Washington, DC – With the 2023 tax filing season now underway, efforts by state policymakers to pass or expand state tax credits over the past two years are now coming to fruition, with many low- and middle-income Americans expected to receive cash credits when filing their 2022 tax returns. Economic Security Project, state representatives, and state organizers applaud public officials in 10 states plus the District of Columbia for their work to provide these vital cash credits, empowering families to thrive in the face of the rising cost of living.
“The expanded, monthly federal Child Tax Credit showed the country how direct cash payments can significantly improve people’s standard of living while dramatically reducing poverty. Governors and state legislatures have clearly taken notice, with 10+ states passing their own state level tax credits last year – policies that will provide much-needed economic empowerment for working families when they take effect in the 2023 and 2024 tax season,” said Pedro Morillas, Director of State Campaigns at Economic Security Project. “We are incredibly grateful for the leadership demonstrated at a state level and hope other states across the United States can take heed for what is possible this year.”

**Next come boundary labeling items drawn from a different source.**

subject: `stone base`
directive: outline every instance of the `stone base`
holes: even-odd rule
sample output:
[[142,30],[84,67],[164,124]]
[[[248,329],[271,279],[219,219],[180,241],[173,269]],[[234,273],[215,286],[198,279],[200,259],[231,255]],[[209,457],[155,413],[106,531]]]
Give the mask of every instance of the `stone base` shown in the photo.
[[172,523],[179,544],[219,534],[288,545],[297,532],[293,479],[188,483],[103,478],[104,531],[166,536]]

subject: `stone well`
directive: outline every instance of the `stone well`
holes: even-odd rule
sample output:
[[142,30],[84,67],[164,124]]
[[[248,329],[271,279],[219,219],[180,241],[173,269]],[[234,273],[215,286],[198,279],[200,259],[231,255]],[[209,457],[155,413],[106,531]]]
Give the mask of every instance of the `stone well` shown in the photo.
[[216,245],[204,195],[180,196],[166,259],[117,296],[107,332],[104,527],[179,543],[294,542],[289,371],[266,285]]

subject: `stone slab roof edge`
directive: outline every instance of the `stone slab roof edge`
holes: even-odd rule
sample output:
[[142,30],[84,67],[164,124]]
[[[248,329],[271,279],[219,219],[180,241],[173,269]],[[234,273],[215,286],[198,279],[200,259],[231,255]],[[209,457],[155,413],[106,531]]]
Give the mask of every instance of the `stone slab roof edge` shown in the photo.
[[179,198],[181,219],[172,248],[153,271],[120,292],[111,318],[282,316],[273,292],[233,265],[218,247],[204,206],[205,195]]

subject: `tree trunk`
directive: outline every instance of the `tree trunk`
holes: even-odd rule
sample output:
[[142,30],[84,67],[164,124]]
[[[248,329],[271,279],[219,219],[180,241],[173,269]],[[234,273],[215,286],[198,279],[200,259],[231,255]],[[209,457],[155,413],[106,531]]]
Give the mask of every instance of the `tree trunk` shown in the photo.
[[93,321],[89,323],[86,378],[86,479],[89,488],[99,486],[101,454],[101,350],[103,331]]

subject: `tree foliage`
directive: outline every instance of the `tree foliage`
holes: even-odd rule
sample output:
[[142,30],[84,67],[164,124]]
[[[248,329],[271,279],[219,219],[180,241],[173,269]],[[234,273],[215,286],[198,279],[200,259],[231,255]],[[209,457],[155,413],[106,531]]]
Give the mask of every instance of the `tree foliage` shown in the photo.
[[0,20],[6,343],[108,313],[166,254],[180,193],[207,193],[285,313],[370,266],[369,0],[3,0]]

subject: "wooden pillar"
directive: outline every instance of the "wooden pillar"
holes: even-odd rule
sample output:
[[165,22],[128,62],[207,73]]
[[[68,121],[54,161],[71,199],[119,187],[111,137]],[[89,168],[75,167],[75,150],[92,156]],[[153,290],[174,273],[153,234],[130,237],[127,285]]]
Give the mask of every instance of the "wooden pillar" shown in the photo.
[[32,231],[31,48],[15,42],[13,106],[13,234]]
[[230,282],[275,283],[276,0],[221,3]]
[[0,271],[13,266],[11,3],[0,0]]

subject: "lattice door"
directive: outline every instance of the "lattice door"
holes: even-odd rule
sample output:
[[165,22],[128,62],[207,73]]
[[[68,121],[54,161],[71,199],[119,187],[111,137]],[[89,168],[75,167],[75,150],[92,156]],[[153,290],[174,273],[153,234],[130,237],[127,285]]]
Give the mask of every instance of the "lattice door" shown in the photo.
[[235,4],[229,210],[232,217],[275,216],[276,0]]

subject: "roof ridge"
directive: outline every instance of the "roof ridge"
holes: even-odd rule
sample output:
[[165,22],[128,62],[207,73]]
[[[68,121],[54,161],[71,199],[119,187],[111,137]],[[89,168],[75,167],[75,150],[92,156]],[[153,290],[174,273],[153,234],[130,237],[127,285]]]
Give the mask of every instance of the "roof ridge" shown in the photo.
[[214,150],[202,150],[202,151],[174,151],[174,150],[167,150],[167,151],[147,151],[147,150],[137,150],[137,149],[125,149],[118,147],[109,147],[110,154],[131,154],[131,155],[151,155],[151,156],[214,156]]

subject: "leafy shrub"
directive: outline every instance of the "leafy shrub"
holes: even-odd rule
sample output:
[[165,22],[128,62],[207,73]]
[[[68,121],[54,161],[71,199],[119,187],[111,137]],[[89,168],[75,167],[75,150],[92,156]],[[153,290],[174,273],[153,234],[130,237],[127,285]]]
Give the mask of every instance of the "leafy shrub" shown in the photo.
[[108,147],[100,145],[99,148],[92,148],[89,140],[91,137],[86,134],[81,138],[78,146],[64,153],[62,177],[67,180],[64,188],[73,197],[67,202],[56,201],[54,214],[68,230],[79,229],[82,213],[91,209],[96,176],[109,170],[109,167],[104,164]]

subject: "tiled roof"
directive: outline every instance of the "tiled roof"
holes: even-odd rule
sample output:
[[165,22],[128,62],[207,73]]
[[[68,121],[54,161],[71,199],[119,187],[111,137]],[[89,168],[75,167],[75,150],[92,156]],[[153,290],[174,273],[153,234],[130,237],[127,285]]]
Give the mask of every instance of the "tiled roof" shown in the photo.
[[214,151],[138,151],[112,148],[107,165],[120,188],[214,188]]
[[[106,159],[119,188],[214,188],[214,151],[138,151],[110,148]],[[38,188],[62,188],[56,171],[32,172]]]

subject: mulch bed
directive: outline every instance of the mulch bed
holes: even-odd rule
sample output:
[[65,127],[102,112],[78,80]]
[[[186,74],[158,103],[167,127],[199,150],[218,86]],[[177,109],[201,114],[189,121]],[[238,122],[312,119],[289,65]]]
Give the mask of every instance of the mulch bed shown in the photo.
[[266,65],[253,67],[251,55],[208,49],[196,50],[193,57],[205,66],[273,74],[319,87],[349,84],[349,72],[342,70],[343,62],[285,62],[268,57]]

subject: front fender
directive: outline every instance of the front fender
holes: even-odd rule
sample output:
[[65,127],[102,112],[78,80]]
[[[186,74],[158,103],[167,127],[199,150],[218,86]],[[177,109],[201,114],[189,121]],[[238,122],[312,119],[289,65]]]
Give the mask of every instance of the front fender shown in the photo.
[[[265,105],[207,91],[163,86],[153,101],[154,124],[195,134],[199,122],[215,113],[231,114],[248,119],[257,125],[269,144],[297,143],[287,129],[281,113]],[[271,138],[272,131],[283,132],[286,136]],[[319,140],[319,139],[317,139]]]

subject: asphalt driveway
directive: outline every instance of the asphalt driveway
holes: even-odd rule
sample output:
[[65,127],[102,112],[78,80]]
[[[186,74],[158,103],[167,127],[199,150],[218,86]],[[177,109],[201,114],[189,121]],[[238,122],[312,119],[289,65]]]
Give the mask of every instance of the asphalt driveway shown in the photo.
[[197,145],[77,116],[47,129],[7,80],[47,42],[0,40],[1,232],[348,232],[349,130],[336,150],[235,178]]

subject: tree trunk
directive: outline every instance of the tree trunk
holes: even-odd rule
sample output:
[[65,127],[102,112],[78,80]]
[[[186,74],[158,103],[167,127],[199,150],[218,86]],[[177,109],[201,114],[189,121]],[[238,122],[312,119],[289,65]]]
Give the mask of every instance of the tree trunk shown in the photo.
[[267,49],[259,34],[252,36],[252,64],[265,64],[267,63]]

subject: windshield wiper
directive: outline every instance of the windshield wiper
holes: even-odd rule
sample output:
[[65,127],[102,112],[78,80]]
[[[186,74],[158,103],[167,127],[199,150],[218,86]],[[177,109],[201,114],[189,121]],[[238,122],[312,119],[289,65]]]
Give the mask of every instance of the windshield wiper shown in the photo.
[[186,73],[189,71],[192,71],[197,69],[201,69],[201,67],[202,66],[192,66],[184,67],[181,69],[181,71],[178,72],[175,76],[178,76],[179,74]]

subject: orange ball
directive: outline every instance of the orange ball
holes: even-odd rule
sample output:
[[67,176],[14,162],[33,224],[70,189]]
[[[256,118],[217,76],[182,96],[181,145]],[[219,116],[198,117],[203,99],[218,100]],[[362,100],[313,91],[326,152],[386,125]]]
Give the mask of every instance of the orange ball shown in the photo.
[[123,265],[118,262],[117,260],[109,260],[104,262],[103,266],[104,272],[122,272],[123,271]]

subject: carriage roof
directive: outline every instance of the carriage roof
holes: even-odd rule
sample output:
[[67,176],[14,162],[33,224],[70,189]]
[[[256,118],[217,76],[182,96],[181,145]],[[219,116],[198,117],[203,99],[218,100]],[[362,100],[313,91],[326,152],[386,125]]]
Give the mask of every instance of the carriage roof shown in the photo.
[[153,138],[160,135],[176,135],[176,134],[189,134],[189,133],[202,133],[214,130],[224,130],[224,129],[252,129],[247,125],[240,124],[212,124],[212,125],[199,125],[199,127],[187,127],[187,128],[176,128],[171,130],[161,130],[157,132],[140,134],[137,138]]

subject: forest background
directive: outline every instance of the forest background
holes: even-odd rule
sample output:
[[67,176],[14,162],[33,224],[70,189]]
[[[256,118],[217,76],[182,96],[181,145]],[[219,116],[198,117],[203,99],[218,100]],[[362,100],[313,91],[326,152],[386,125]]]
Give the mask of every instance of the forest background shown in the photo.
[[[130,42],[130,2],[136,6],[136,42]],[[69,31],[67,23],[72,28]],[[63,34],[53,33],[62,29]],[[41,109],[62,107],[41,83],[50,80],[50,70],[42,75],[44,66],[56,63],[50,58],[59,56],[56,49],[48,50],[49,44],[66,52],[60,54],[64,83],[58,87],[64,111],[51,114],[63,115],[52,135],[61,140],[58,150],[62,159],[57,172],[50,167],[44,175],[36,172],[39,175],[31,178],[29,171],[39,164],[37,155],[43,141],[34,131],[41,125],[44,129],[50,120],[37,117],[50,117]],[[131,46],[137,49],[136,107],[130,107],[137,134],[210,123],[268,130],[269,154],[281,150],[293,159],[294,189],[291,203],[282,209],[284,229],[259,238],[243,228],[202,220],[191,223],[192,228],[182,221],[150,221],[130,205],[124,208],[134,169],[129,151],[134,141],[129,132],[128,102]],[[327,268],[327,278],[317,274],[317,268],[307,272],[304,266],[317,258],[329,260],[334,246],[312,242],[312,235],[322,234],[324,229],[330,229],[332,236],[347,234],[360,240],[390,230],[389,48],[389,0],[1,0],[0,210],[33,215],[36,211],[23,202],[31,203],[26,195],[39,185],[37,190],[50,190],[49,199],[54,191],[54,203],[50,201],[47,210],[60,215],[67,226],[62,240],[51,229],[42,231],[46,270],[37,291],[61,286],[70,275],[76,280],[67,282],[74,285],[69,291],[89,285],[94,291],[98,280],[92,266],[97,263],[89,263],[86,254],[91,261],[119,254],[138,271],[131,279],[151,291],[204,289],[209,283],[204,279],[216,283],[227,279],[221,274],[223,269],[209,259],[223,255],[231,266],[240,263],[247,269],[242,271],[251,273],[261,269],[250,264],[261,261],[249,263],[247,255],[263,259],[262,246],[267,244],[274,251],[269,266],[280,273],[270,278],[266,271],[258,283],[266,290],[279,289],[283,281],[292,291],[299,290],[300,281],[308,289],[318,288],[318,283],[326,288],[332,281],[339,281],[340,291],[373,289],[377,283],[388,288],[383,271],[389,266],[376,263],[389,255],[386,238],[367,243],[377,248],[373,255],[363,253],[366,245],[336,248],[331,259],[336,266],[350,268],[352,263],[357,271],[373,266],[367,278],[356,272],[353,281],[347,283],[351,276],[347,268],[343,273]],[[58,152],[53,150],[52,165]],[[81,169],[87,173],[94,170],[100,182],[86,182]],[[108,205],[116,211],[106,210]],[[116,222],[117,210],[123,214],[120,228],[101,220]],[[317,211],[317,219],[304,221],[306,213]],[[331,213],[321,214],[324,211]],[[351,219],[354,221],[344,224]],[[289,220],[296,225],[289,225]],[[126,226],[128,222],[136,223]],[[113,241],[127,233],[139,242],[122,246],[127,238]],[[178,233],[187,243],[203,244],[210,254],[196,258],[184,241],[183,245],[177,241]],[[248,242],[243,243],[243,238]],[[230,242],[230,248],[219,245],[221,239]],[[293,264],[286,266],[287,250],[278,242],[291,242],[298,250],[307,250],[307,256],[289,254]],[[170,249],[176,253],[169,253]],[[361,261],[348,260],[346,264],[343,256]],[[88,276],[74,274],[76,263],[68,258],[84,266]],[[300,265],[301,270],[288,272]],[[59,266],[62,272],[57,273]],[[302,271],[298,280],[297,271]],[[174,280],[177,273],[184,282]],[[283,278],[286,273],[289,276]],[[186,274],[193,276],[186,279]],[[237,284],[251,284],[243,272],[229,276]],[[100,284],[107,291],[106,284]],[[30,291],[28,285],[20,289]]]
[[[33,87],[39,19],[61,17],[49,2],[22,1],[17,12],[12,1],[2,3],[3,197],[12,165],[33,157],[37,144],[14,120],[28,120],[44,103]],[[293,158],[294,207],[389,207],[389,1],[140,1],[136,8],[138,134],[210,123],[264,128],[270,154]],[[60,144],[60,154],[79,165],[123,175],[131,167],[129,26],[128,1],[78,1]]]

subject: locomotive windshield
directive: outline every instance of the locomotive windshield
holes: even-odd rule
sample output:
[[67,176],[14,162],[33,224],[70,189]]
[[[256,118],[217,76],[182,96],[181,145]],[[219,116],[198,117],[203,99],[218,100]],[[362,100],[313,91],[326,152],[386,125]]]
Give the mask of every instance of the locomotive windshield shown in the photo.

This tax season, residents in the following states will for the first time receive in their bank accounts new or significantly expanded tax credits:
- Californians who have no earnings will be able to claim the $1,000 Young Child Tax Credit on their 2022 tax returns.
- Colorado taxpayers with children under 6 will now be able to claim the state’s Child Tax Credits, and those who file with ITINs (Individual Tax Identification Numbers issued to immigrant taxpayers) are newly eligible for the state’s Earned Income Tax Credit.
- DC’s state Earned Income Tax Credit will be paid in monthly payments beginning this year.
- In New Jersey, families with kids under 6 will be able to claim the state’s new $500 Young Child Tax Credit, and adults of all ages without children in the home will now be able to claim the state’s Earned Income Tax Credit.
- Oregonians who file with ITINs will now be able to claim the state’s Earned Income Tax Credit.
- Taxpayers of Utah will be able to claim a new state Earned Income Tax Credit worth 15% of the federal credit.
- Vermont residents with kids under 6 will be able to claim a new refundable $1,000 Young Child Tax Credit.
- Washington State taxpayers will be able to apply for a Working Families Tax Credit starting this year.
Several other states enacted new or expanded credits last year, which will become effective in the 2023 tax year. Taxpayers will see the following changes when they file their taxes in 2024:
- Hawaii’s state Earned Income Tax Credit will be fully refundable, meaning the lowest-income Hawaiians will no longer be excluded from the credit.
- Illinois’s state Earned Income Tax Credit will be bigger and available to adults of all ages, including ITIN filers.
- New Mexico residents will be able to claim a new refundable Child Tax Credit of up to $175, and those eligible for the state Earned Income Tax Credit will see larger credits than previous years.
“Oregon took a big step to advance equity and made our state EITC more effective by eliminating the exclusion of workers who file taxes using an Individual Taxpayer Identification Number, primarily undocumented workers,” said Oregon Representative Khanh Pham (HD 46 – Southeast Portland). “This change will help lift up a quarter-million Oregonians, including one in 10 children in our state.”
Vermont State Representative, Emilie Kornheiser, said “Passing Vermont’s Child Tax Credit was an important first step in getting needed cash to families struggling to cover the cost of food, housing, and clothing. Now Vermont has to make sure all eligible families have access to the Child Tax Credit.”